If they were interested in checking for increases in a particular search term over time, they could have just used readily available tools like Google Trends. It’s easy to verify the paper’s claims there; they don’t hold up. Sadly, the phrase “how to hit a woman” has ebbed and flowed through Google data for the past five years.
But when we tried to replicate results for the keywords that snagged everyone’s attention, we found that the query was so specific and unusual it did not have any data associated with it at all.
How did the researcher develop their queries in the first place? In their paper, they do not rely on the many scholars that could have helped them develop a valid query set. They make sweeping generalizations — assuming intimate gendered violence occurs primarily within heterosexual couples, with a male aggressor — while spinning surprisingly specific queries such as “How to hit a woman so no one knows” or “I am going to kill her when she gets home”. The article never explains if these were derived from actually-used search terms, or were tested for validity in any way. Every step in the research process, it seems, suffered from a fatal flaw.

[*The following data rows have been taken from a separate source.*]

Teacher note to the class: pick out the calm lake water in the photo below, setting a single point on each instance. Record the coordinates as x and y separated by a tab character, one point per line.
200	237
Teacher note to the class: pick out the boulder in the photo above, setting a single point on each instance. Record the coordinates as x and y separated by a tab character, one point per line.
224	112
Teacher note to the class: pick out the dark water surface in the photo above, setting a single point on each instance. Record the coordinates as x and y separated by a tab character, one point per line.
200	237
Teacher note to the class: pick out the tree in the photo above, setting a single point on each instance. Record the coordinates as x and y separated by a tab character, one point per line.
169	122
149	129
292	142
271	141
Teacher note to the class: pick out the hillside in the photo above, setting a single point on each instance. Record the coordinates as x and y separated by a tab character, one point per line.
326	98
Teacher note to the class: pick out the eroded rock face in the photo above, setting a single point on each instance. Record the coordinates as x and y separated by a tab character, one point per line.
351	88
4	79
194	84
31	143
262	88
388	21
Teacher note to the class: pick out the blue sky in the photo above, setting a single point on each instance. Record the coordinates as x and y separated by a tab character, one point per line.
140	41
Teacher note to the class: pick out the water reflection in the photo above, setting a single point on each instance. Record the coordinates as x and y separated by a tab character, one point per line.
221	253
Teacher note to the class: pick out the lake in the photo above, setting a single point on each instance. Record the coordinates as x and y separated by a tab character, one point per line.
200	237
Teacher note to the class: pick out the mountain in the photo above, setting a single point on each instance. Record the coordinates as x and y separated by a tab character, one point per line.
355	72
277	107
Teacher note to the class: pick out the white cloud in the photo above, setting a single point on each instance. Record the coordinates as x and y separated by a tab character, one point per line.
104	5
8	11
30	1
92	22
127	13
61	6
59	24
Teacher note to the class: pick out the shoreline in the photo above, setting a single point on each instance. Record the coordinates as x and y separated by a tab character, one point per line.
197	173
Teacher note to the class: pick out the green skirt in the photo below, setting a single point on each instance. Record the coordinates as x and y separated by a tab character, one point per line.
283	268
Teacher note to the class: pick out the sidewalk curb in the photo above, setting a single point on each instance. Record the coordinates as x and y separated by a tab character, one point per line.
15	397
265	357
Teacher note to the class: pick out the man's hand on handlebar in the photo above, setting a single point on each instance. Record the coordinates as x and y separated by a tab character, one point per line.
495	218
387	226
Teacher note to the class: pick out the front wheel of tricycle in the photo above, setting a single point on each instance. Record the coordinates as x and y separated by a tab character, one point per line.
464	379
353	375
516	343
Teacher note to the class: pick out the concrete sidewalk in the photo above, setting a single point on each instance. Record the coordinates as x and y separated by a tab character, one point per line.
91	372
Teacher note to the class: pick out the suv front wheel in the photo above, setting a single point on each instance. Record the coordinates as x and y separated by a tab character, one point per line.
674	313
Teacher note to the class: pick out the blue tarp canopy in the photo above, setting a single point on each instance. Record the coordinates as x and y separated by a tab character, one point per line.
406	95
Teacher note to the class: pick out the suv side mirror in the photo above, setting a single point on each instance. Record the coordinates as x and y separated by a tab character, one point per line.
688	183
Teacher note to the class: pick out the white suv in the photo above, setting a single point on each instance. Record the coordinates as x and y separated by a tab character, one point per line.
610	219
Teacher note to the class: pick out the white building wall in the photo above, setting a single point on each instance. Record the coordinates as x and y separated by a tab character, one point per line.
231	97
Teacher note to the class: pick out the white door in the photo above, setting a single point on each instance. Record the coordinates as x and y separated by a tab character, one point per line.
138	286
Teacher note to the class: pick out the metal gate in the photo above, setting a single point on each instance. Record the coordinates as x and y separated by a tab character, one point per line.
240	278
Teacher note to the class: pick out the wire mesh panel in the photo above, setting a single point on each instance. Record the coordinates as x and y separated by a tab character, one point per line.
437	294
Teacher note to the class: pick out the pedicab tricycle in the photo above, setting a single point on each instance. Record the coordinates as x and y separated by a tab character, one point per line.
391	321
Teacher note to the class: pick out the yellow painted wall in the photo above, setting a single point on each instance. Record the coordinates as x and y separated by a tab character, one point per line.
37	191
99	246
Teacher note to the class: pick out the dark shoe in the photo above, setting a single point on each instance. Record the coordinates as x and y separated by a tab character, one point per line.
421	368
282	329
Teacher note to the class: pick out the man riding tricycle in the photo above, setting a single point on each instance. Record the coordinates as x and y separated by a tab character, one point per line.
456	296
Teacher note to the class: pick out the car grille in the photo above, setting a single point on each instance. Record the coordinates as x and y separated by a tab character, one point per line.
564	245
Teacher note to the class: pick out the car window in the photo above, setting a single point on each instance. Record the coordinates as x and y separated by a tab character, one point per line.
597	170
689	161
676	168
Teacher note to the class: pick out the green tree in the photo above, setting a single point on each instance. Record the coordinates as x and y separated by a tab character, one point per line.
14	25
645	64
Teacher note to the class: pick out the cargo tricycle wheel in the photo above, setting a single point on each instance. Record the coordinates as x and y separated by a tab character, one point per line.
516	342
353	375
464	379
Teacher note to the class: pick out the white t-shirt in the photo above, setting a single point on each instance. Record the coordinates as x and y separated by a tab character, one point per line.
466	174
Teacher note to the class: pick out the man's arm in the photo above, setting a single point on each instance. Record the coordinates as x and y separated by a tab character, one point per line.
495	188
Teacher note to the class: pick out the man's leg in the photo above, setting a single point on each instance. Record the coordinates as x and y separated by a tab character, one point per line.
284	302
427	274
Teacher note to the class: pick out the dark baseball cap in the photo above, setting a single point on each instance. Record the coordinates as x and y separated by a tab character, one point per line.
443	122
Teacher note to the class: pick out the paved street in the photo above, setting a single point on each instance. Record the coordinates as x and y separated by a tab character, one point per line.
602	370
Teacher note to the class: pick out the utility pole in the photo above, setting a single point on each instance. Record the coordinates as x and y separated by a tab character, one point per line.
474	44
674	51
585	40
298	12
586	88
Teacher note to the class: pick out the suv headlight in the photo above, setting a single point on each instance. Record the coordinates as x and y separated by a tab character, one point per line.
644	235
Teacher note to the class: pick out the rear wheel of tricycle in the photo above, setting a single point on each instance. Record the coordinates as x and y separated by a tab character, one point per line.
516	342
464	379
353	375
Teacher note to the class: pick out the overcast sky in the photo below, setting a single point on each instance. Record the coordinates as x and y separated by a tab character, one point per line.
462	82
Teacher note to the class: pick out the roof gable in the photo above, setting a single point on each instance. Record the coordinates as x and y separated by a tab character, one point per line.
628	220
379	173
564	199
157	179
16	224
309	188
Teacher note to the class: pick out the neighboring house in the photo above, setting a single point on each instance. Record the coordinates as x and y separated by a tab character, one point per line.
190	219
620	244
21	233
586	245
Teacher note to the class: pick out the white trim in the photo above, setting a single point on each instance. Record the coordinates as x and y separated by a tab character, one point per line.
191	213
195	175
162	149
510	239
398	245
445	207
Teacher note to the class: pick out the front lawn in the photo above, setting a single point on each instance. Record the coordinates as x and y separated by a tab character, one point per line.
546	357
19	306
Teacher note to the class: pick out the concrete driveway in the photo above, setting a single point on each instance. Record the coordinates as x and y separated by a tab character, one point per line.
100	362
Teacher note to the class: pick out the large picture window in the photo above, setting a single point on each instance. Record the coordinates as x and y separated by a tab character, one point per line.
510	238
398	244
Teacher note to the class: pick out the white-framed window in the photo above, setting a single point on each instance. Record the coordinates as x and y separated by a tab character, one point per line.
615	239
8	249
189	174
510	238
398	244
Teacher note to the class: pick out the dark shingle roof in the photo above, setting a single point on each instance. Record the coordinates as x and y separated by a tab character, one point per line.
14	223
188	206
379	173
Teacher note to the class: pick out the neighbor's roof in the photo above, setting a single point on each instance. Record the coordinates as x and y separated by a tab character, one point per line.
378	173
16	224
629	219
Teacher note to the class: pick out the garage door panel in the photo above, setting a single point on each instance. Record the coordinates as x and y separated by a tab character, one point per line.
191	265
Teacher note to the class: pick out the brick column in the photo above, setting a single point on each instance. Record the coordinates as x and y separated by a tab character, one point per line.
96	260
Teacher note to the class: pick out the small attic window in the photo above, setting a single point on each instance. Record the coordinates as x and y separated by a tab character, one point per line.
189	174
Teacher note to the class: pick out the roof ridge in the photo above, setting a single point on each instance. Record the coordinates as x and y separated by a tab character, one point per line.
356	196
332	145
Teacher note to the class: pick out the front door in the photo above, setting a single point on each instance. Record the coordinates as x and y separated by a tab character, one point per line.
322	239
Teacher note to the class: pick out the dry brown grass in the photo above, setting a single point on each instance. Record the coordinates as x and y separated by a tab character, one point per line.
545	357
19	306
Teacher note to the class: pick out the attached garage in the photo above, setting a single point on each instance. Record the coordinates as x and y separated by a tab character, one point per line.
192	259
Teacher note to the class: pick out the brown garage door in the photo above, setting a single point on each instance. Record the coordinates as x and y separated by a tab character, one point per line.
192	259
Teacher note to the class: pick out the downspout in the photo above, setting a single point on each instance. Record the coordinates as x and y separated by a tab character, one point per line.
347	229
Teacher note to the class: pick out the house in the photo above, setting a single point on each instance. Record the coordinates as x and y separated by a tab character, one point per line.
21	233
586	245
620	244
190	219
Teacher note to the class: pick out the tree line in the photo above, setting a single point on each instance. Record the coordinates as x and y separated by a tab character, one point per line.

After a day and a half of horrified fact-checking online, the researcher acknowledged her mistakes, and claims to be in touch with the journal that published her work. MSNBC excised discussion of the article in their column and appended a brief editor’s note explaining the correction. The column’s author deleted her own tweets that pointed directly to the false statistics — though as of today MSNBC still has one of theirs published. Snopes stepped in. But it’s too late — the phrases highlighted in the original tweets and centered in the original column are still circulating on social media and in a world of second-tier outlets that quickly repackaged MSNBC’s content and broadcast it as their own. Many of them claim to speak as or on behalf of marginalized people; today, that original framing from the MSNBC column — and the false findings centered there — are beginning to spread in non-Western outlets. The false findings and their uptake in the media might be heading towards a new life as an anti-science, anti-feminist meme. The manosphere points and says: “See? You can’t trust academics!” “You can’t trust journalists!”.
Plenty of scholars have focused their attentions on the impact of the pandemic in this space with rigorous, careful research — our own query on COVID-related studies in journals like Violence Against Women, Journal of Family Violence, Journal of Sexual Aggression, and Partner Abuse yielded 38 results, with more likely in the pipeline; there are folks out here doing this work, and doing it well. But with issues this important, you have to get things right the first time.
How did this article get through peer review? Like the author, the journal’s reviewers and editors seemed to have been glamoured by the shine, tech fetishism, and naive empiricism of even the most poorly executed digital methods — without the methodological humility to work together with colleagues from information science, or at least check in with someone familiar with the basic workings of tools like Google. If we want to catch scientific missteps like these, we must recognize that good science takes time. And this mishap shows how desperately we need more robust digital literacy education at all stages of life — because if PhDs don’t understand the basics of what Google returns are and what they are telling us, what hope do the rest of us have?
**Update: The article was retracted on May 19, 2021, a few weeks after this article came out. No information has yet been forthcoming about the peer review or editorial process, to our knowledge.